BEIJING (Reuters) - China’s top zinc smelters plan to cut output by 10 percent after holding a meeting in Shaanxi province to address low zinc prices and treatment charges, two sources briefed on the matter said on Thursday.
Lead and zinc companies attended the meeting on Thursday morning, one of the sources said, and both sources said it was not certain that production would actually be cut.
In May, China, the world’s biggest zinc producer, churned out 457,000 tonnes of the metal which is used to galvanize steel, according to the National Bureau of Statistics.

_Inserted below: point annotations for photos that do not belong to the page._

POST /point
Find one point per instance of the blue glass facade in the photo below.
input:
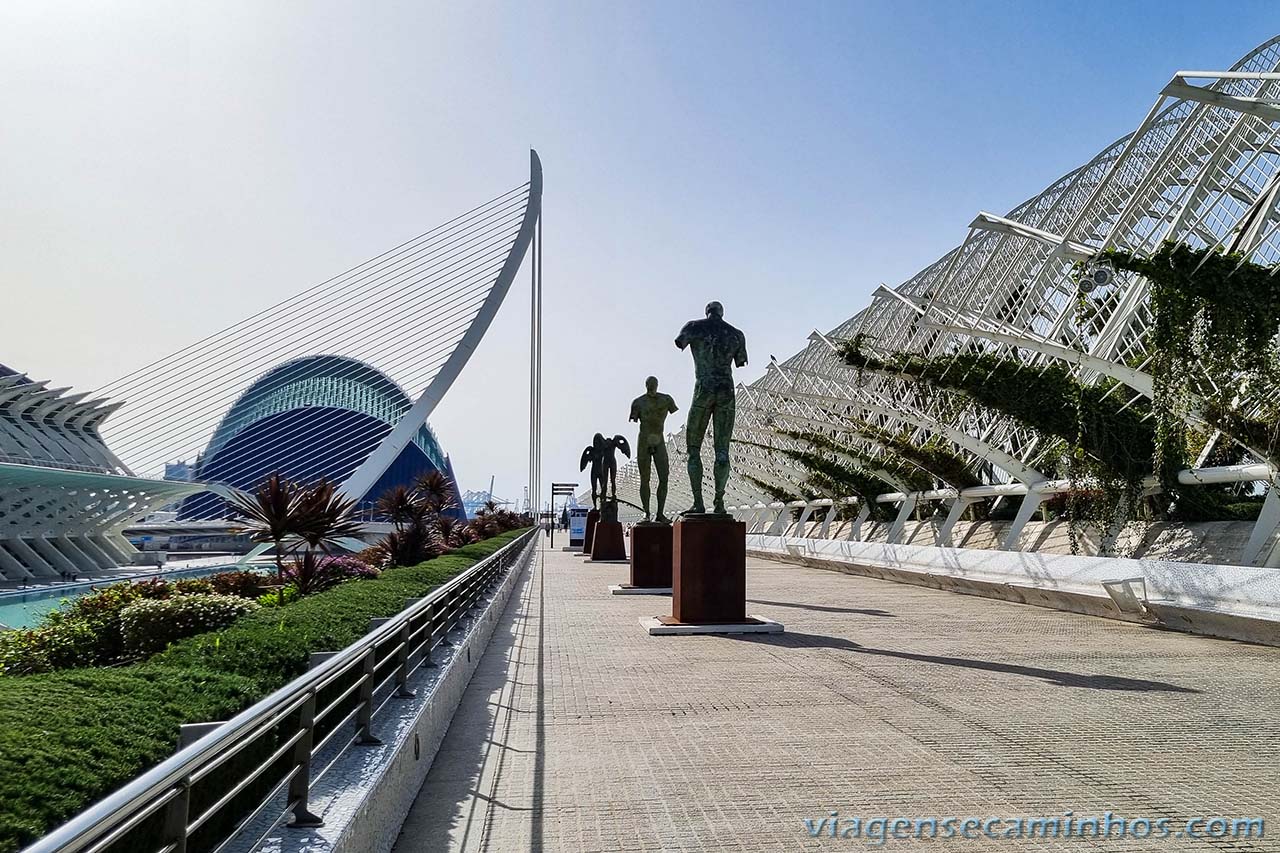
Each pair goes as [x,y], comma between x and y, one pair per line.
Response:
[310,419]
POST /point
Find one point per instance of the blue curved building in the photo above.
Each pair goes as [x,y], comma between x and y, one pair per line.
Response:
[310,419]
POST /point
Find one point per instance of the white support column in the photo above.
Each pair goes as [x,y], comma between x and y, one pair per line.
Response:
[780,521]
[9,566]
[100,557]
[113,550]
[855,529]
[824,530]
[82,561]
[49,561]
[904,512]
[804,519]
[1261,547]
[123,546]
[954,512]
[1025,510]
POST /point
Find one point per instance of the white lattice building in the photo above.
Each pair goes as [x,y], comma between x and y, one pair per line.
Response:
[1202,168]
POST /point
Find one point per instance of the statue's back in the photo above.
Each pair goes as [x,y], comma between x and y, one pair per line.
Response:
[717,346]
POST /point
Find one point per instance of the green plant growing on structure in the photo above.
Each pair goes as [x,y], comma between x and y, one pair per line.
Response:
[832,477]
[1109,443]
[909,474]
[1212,341]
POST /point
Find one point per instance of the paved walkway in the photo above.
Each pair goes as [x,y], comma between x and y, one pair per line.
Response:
[581,733]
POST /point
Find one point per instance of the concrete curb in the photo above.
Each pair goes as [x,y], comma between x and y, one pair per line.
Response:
[366,794]
[1157,614]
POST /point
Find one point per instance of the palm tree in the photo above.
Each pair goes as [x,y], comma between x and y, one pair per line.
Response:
[435,492]
[325,516]
[397,505]
[323,519]
[270,515]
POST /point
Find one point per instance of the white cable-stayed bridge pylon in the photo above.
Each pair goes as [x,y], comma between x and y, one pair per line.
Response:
[383,341]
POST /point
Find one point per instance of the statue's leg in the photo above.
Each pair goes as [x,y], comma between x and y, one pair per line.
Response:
[644,464]
[695,428]
[659,460]
[723,425]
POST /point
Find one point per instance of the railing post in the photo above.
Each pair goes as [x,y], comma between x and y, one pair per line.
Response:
[300,785]
[365,715]
[176,816]
[429,643]
[402,660]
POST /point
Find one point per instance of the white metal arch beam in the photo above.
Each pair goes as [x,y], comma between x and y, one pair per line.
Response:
[378,461]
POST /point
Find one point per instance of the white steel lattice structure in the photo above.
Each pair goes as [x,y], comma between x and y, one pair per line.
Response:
[1202,168]
[365,356]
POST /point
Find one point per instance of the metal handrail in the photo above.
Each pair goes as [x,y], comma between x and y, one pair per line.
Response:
[167,787]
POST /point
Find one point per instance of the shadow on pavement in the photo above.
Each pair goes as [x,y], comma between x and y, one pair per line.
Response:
[1057,678]
[824,609]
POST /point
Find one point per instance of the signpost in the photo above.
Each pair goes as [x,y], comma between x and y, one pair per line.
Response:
[560,489]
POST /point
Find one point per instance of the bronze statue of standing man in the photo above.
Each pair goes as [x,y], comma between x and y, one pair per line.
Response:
[717,347]
[652,409]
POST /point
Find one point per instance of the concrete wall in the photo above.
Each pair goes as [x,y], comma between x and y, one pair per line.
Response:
[1215,542]
[1237,602]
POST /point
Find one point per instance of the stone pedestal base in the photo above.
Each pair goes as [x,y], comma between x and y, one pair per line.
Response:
[609,542]
[650,556]
[708,570]
[659,625]
[627,589]
[593,518]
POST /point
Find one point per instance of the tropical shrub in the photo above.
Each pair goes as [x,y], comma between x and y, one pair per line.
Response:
[69,738]
[246,584]
[310,574]
[150,626]
[192,587]
[41,649]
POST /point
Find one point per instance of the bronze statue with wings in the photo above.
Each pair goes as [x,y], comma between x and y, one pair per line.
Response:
[604,465]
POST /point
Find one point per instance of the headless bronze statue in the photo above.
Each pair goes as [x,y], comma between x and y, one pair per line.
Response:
[652,409]
[717,347]
[604,466]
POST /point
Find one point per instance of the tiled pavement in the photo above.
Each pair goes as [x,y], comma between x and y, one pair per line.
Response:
[581,733]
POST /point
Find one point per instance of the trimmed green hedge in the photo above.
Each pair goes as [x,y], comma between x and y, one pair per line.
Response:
[67,739]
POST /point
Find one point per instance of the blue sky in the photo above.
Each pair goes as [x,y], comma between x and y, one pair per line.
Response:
[167,167]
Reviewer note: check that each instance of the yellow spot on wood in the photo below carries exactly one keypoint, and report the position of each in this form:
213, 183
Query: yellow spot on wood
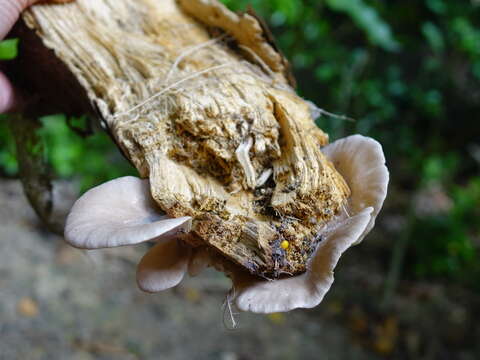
276, 318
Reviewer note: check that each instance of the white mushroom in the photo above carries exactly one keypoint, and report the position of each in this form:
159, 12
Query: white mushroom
361, 162
122, 212
119, 212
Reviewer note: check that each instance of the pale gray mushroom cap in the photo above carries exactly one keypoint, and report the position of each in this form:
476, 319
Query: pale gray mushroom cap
117, 213
122, 212
361, 162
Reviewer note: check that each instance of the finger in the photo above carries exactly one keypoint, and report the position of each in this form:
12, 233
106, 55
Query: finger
6, 94
9, 12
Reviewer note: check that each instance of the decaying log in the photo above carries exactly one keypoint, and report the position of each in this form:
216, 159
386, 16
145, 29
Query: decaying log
200, 102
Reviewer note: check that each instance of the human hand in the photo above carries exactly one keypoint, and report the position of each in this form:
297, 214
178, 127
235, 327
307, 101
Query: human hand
10, 11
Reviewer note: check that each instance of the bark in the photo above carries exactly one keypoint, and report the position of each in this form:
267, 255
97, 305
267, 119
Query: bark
201, 102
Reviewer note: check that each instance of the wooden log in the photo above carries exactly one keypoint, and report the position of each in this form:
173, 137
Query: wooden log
202, 103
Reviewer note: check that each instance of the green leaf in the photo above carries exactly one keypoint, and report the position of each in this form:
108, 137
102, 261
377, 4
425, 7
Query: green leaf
8, 49
367, 18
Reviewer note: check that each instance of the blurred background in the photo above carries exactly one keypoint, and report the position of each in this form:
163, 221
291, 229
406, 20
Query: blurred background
408, 74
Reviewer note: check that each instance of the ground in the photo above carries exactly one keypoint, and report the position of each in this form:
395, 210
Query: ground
57, 302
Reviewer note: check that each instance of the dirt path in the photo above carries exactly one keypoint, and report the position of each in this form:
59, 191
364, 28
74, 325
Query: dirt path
60, 303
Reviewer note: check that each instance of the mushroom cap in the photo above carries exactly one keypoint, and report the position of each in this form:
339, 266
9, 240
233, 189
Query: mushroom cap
122, 212
361, 162
163, 266
117, 213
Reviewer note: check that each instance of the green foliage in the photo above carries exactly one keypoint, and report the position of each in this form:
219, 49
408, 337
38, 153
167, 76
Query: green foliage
92, 160
8, 49
407, 71
8, 160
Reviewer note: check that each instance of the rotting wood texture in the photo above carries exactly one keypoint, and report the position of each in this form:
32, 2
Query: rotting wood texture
200, 102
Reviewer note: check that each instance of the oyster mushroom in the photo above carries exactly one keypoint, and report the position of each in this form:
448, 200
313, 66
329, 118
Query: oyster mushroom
122, 212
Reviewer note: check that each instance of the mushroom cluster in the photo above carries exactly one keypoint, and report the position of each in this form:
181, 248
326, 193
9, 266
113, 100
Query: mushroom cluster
122, 212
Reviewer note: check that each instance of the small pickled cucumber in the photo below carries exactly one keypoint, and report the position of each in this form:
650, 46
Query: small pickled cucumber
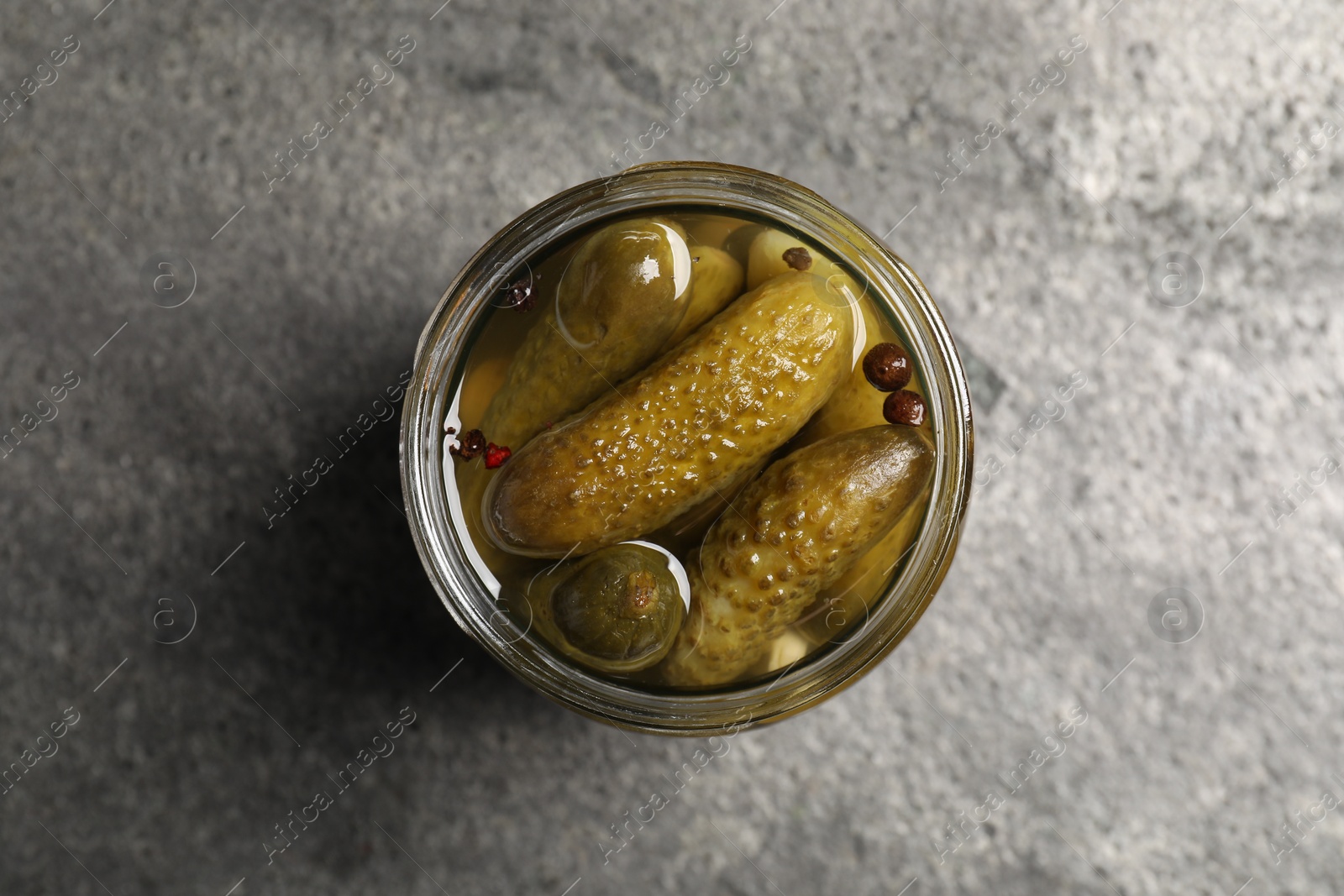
620, 609
857, 403
847, 600
685, 427
790, 535
773, 253
718, 281
624, 293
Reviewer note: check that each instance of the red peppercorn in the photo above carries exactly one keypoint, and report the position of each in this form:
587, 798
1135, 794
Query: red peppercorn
521, 296
797, 258
887, 367
904, 409
470, 445
495, 456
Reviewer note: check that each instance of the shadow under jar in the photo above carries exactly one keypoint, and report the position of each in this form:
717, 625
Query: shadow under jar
710, 453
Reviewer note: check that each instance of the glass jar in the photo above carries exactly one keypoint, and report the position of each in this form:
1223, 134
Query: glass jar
467, 587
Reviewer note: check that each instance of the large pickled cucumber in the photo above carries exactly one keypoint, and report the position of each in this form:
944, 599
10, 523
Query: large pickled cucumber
682, 430
795, 531
858, 405
624, 293
718, 281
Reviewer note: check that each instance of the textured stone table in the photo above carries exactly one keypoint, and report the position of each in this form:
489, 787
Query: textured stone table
1207, 129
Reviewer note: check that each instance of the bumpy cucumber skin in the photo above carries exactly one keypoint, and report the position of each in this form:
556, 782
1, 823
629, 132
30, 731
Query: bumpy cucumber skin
616, 325
795, 531
690, 425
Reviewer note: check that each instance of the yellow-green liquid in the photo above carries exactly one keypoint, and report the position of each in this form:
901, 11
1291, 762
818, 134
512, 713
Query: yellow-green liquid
839, 610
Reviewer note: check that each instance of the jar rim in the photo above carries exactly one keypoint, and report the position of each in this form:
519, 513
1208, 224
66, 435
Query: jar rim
438, 360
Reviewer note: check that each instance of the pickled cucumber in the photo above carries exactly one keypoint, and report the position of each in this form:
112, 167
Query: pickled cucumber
685, 427
624, 293
858, 405
790, 535
718, 281
773, 253
618, 609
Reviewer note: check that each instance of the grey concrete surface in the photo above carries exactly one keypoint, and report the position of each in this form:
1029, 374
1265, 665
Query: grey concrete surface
1166, 134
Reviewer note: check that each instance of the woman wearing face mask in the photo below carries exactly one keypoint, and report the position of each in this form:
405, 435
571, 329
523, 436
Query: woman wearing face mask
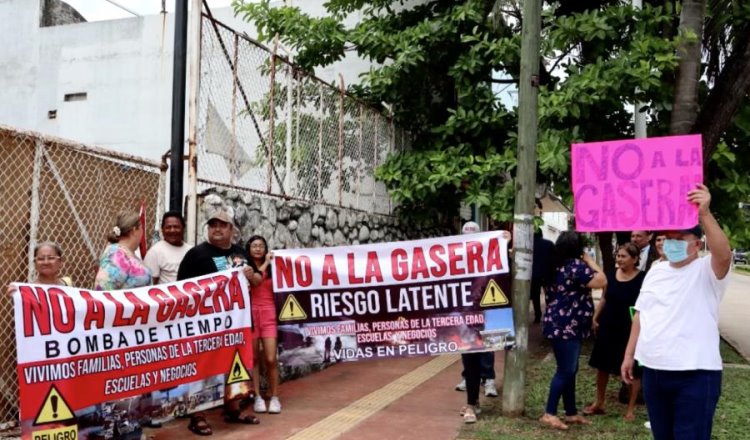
611, 325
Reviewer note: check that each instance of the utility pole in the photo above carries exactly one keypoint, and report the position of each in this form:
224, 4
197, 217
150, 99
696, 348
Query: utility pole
179, 66
514, 395
639, 117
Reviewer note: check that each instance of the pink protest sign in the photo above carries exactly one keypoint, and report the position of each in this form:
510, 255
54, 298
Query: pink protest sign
636, 184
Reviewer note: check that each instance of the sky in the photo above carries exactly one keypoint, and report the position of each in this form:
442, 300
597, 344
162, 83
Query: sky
97, 10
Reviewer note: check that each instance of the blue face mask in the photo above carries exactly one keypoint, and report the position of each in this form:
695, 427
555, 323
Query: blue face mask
675, 250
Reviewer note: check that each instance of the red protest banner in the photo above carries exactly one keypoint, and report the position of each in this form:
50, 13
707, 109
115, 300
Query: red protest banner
166, 350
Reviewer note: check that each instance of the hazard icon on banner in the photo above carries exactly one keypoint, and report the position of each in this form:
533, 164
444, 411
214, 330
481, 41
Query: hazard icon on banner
54, 409
238, 372
292, 311
493, 295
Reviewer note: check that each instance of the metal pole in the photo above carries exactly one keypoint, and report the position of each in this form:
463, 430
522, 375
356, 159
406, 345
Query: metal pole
195, 78
639, 117
178, 105
523, 231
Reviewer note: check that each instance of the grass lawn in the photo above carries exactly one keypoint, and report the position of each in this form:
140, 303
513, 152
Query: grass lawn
730, 423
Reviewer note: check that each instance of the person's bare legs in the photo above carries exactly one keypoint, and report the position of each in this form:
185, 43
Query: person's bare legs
602, 378
256, 366
635, 387
272, 365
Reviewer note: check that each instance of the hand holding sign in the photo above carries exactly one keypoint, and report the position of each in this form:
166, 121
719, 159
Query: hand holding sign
701, 197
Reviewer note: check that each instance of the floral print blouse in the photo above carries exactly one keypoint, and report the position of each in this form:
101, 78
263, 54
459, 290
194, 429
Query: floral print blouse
120, 269
570, 307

The most-active Shanghai zinc future for August delivery rose by 1.5 percent on Thursday on the prospect of an output cut and was trading at 23,250 yuan ($3,507) per ton, up 0.1 percent, at 0306 GMT on Friday. Prices are set to fall 5.2 percent this quarter, the worst showing since the third quarter of 2015.
London Metal Exchange (LME) zinc was down 0.3 percent to $2,889.50 per ton and is set to drop 11.7 percent for the quarter, also its worst performance since the third quarter of 2015.
In a note on Friday, Helen Lau, an analyst at Argonaut Securities in Hong Kong, said a 10 percent production cut implied that 400,000 tonnes of metal would come out of the market on an annualized basis.
This would “greatly mitigate the risks of oversupply in our view if it is followed through for the rest of the whole year” and should help stabilize prices, she added.
Industry portal SMM, which first reported the Shaanxi meeting, said over 70 percent of Chinese smelters were in attendance.
Benchmark zinc treatment charges fell by 15 percent from 2017 levels to $147 per ton in 2018, indicating tighter supply.
Smelters worldwide win a percentage increase in treatment charges for every dollar the LME zinc price increases above a set basis price, but if the price falls, treatment charges also drop, reducing the fees miners must pay to process their ore.